There have been countless days where I’ve traveled down into the depths of the 700 wing with heavy things weighing down upon my shoulders—failed calculus tests, club drama, friendship tension—-but every time I’ve done so, I have experienced the comforting sensation of those stressors relieving themselves from my mind.
After all, it’s hard to be upset when you’re cha-cha-chaing along with dozens of your peers, playing music from sweeping soundtracks, and working with a teacher who’s leading you with the enduring zest of somebody that really loves what they do.
When the clock strikes 2:37 and marks the end of my final day of high school on June 7, my viola will probably still be nestled on my shoulder and the sound of the bell will be interrupting that of Edward Elgar or Ernest Bloch.

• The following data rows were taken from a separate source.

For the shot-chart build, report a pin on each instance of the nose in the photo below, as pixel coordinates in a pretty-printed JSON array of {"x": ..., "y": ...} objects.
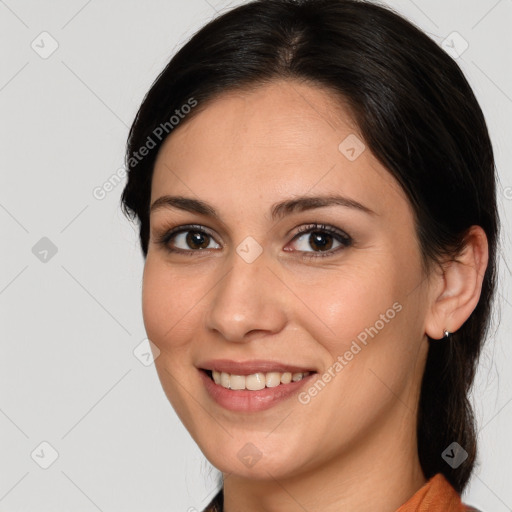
[{"x": 249, "y": 298}]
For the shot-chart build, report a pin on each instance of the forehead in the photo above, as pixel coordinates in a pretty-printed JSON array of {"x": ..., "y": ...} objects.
[{"x": 277, "y": 140}]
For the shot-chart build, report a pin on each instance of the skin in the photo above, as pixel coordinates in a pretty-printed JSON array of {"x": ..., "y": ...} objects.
[{"x": 353, "y": 447}]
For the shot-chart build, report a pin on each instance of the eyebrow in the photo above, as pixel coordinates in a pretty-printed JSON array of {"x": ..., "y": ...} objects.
[{"x": 278, "y": 210}]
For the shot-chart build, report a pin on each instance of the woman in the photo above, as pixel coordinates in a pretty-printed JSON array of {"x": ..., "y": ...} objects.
[{"x": 315, "y": 187}]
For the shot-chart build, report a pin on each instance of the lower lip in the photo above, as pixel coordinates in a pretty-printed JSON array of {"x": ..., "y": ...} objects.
[{"x": 243, "y": 400}]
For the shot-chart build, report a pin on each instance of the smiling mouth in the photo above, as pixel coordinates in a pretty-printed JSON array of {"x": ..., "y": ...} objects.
[{"x": 256, "y": 381}]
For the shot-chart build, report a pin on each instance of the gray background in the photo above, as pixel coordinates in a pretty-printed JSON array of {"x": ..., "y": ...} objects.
[{"x": 71, "y": 319}]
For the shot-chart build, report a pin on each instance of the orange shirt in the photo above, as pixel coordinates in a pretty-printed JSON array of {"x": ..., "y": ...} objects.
[{"x": 437, "y": 495}]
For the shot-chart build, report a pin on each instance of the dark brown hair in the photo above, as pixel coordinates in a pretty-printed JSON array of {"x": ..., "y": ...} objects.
[{"x": 416, "y": 113}]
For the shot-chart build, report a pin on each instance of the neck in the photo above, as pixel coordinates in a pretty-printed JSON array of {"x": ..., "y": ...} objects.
[{"x": 379, "y": 472}]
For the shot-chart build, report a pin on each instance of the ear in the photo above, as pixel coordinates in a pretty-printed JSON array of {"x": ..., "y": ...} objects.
[{"x": 455, "y": 290}]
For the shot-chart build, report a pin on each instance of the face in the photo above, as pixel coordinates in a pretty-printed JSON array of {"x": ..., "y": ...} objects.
[{"x": 336, "y": 289}]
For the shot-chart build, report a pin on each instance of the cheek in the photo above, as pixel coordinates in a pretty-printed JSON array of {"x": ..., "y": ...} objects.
[
  {"x": 170, "y": 300},
  {"x": 345, "y": 305}
]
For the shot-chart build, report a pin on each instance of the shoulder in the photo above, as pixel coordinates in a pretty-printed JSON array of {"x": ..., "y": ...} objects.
[{"x": 217, "y": 504}]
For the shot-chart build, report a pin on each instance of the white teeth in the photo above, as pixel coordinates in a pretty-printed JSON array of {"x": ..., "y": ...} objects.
[{"x": 256, "y": 381}]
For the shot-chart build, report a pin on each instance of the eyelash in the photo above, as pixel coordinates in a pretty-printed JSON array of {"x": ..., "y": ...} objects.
[{"x": 340, "y": 236}]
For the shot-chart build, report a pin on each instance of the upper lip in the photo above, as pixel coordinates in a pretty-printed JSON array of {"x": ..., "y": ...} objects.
[{"x": 250, "y": 367}]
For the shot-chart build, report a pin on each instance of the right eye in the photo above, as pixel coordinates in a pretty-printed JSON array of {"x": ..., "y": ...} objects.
[{"x": 192, "y": 239}]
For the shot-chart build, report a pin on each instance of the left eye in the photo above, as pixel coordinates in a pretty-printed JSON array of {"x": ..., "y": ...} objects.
[{"x": 321, "y": 239}]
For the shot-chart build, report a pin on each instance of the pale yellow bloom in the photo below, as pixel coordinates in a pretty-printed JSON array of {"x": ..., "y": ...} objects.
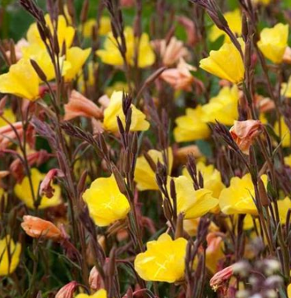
[
  {"x": 273, "y": 42},
  {"x": 191, "y": 127},
  {"x": 111, "y": 55},
  {"x": 192, "y": 203},
  {"x": 138, "y": 119},
  {"x": 234, "y": 21},
  {"x": 226, "y": 63},
  {"x": 239, "y": 197},
  {"x": 144, "y": 176},
  {"x": 9, "y": 255},
  {"x": 164, "y": 260},
  {"x": 105, "y": 201},
  {"x": 23, "y": 191},
  {"x": 223, "y": 107}
]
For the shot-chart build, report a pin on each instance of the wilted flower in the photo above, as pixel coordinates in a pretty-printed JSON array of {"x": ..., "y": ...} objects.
[
  {"x": 226, "y": 63},
  {"x": 223, "y": 107},
  {"x": 238, "y": 198},
  {"x": 67, "y": 291},
  {"x": 234, "y": 20},
  {"x": 144, "y": 175},
  {"x": 164, "y": 260},
  {"x": 111, "y": 54},
  {"x": 285, "y": 133},
  {"x": 105, "y": 201},
  {"x": 138, "y": 122},
  {"x": 221, "y": 277},
  {"x": 76, "y": 57},
  {"x": 273, "y": 42},
  {"x": 179, "y": 78},
  {"x": 99, "y": 294},
  {"x": 172, "y": 51},
  {"x": 192, "y": 203},
  {"x": 191, "y": 127},
  {"x": 36, "y": 227},
  {"x": 244, "y": 133},
  {"x": 16, "y": 81},
  {"x": 211, "y": 178},
  {"x": 10, "y": 254},
  {"x": 23, "y": 192},
  {"x": 79, "y": 105},
  {"x": 64, "y": 33}
]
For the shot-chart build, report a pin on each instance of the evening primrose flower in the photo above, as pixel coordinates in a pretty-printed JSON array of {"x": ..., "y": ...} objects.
[
  {"x": 138, "y": 121},
  {"x": 23, "y": 191},
  {"x": 76, "y": 57},
  {"x": 285, "y": 133},
  {"x": 211, "y": 178},
  {"x": 99, "y": 294},
  {"x": 191, "y": 127},
  {"x": 144, "y": 176},
  {"x": 226, "y": 63},
  {"x": 164, "y": 260},
  {"x": 238, "y": 198},
  {"x": 9, "y": 255},
  {"x": 193, "y": 203},
  {"x": 223, "y": 107},
  {"x": 234, "y": 21},
  {"x": 273, "y": 42},
  {"x": 105, "y": 201},
  {"x": 16, "y": 80},
  {"x": 65, "y": 33},
  {"x": 111, "y": 55}
]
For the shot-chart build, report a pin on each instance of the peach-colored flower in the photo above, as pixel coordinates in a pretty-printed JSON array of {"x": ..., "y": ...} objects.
[
  {"x": 36, "y": 227},
  {"x": 95, "y": 280},
  {"x": 79, "y": 105},
  {"x": 188, "y": 24},
  {"x": 9, "y": 134},
  {"x": 221, "y": 277},
  {"x": 244, "y": 133},
  {"x": 170, "y": 52},
  {"x": 46, "y": 188},
  {"x": 179, "y": 78},
  {"x": 287, "y": 55},
  {"x": 67, "y": 291}
]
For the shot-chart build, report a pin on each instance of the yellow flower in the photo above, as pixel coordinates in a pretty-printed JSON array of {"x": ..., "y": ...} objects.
[
  {"x": 286, "y": 139},
  {"x": 191, "y": 127},
  {"x": 284, "y": 206},
  {"x": 211, "y": 178},
  {"x": 111, "y": 55},
  {"x": 105, "y": 202},
  {"x": 164, "y": 260},
  {"x": 226, "y": 63},
  {"x": 286, "y": 88},
  {"x": 21, "y": 80},
  {"x": 104, "y": 27},
  {"x": 9, "y": 115},
  {"x": 144, "y": 176},
  {"x": 273, "y": 42},
  {"x": 99, "y": 294},
  {"x": 193, "y": 203},
  {"x": 9, "y": 255},
  {"x": 65, "y": 33},
  {"x": 138, "y": 121},
  {"x": 239, "y": 197},
  {"x": 234, "y": 21},
  {"x": 23, "y": 191},
  {"x": 77, "y": 58},
  {"x": 223, "y": 107}
]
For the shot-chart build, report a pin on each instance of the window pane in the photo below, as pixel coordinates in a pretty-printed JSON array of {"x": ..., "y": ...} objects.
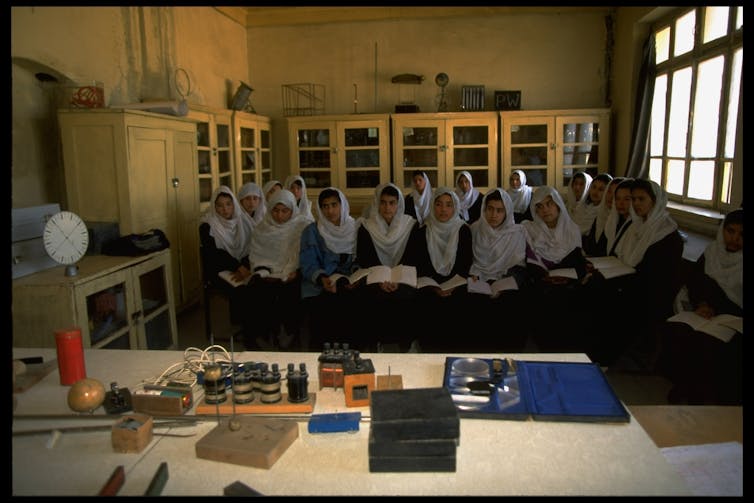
[
  {"x": 655, "y": 170},
  {"x": 701, "y": 179},
  {"x": 657, "y": 130},
  {"x": 662, "y": 45},
  {"x": 707, "y": 107},
  {"x": 675, "y": 177},
  {"x": 735, "y": 86},
  {"x": 679, "y": 113},
  {"x": 715, "y": 22},
  {"x": 684, "y": 33}
]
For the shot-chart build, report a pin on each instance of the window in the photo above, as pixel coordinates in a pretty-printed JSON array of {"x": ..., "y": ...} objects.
[{"x": 699, "y": 58}]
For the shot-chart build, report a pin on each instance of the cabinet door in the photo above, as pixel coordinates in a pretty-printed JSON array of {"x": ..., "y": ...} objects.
[
  {"x": 313, "y": 148},
  {"x": 578, "y": 147},
  {"x": 363, "y": 159},
  {"x": 154, "y": 311},
  {"x": 418, "y": 144},
  {"x": 528, "y": 145},
  {"x": 472, "y": 147},
  {"x": 104, "y": 309}
]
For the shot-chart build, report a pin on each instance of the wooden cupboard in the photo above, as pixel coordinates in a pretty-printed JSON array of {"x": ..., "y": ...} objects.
[{"x": 138, "y": 169}]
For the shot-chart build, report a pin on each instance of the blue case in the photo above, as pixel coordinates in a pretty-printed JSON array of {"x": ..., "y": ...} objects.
[
  {"x": 549, "y": 391},
  {"x": 331, "y": 423}
]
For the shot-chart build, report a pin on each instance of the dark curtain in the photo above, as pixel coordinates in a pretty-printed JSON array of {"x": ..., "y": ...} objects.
[{"x": 638, "y": 163}]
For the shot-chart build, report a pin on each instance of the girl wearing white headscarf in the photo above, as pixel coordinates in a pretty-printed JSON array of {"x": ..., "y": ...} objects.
[
  {"x": 253, "y": 201},
  {"x": 328, "y": 246},
  {"x": 572, "y": 198},
  {"x": 225, "y": 231},
  {"x": 275, "y": 288},
  {"x": 419, "y": 202},
  {"x": 469, "y": 197},
  {"x": 553, "y": 240},
  {"x": 497, "y": 250},
  {"x": 714, "y": 284},
  {"x": 297, "y": 185},
  {"x": 520, "y": 195}
]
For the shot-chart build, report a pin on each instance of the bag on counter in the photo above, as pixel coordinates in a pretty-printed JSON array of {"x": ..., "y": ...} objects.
[{"x": 134, "y": 245}]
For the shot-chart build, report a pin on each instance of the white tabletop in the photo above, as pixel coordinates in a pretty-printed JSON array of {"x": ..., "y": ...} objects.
[{"x": 494, "y": 457}]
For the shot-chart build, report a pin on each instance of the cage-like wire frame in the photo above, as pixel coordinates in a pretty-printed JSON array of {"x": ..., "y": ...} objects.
[{"x": 303, "y": 99}]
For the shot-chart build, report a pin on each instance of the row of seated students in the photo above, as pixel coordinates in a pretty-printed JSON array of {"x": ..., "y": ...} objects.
[{"x": 290, "y": 260}]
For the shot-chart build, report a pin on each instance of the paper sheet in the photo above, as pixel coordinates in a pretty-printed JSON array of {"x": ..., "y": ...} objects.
[{"x": 710, "y": 469}]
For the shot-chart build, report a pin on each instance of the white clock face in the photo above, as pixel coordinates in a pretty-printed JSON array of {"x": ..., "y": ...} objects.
[{"x": 66, "y": 237}]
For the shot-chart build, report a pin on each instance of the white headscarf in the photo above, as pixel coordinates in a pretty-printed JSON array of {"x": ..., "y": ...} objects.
[
  {"x": 275, "y": 245},
  {"x": 389, "y": 240},
  {"x": 423, "y": 202},
  {"x": 570, "y": 199},
  {"x": 469, "y": 198},
  {"x": 551, "y": 244},
  {"x": 521, "y": 196},
  {"x": 232, "y": 235},
  {"x": 252, "y": 189},
  {"x": 497, "y": 249},
  {"x": 267, "y": 186},
  {"x": 611, "y": 230},
  {"x": 726, "y": 268},
  {"x": 442, "y": 237},
  {"x": 644, "y": 233},
  {"x": 304, "y": 205},
  {"x": 338, "y": 238}
]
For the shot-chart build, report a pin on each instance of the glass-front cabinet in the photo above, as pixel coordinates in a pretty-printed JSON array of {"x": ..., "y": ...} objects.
[
  {"x": 252, "y": 145},
  {"x": 213, "y": 150},
  {"x": 443, "y": 145},
  {"x": 551, "y": 145},
  {"x": 350, "y": 152}
]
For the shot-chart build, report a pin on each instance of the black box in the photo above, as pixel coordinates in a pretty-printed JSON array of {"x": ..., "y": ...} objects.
[{"x": 413, "y": 414}]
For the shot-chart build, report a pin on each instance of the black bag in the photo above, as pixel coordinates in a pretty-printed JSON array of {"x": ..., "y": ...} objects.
[{"x": 137, "y": 244}]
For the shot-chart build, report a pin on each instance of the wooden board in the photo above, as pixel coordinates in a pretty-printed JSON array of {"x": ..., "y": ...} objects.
[
  {"x": 257, "y": 442},
  {"x": 35, "y": 372},
  {"x": 257, "y": 407}
]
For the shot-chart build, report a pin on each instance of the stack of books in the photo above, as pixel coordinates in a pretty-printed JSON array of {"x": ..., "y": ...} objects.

I will walk back to the pink couch, the same one that my former stand partner and I sat on freshman year and slowly pack up my viola one last time.
As I go to leave, I will look around the room and remember.
I’ll remember running in the snow from the Trinity Pub downtown to go see the Milwaukee Symphony play.
I’ll remember the lights of the James Barr Auditorium.
I’ll remember the mouse we caught that first Friday of Sophomore year.
I’ll remember the basketball we played before the benefit concert.
I’ll remember the Emanuelson tangents.
I’ll remember Scheherazade.
I’ll remember the life-sized cardboard cutout on top of the lockers, the vice-principal sign in the window, the letters on the wall.
I’ll remember the magic, and I will take it with me everywhere I go.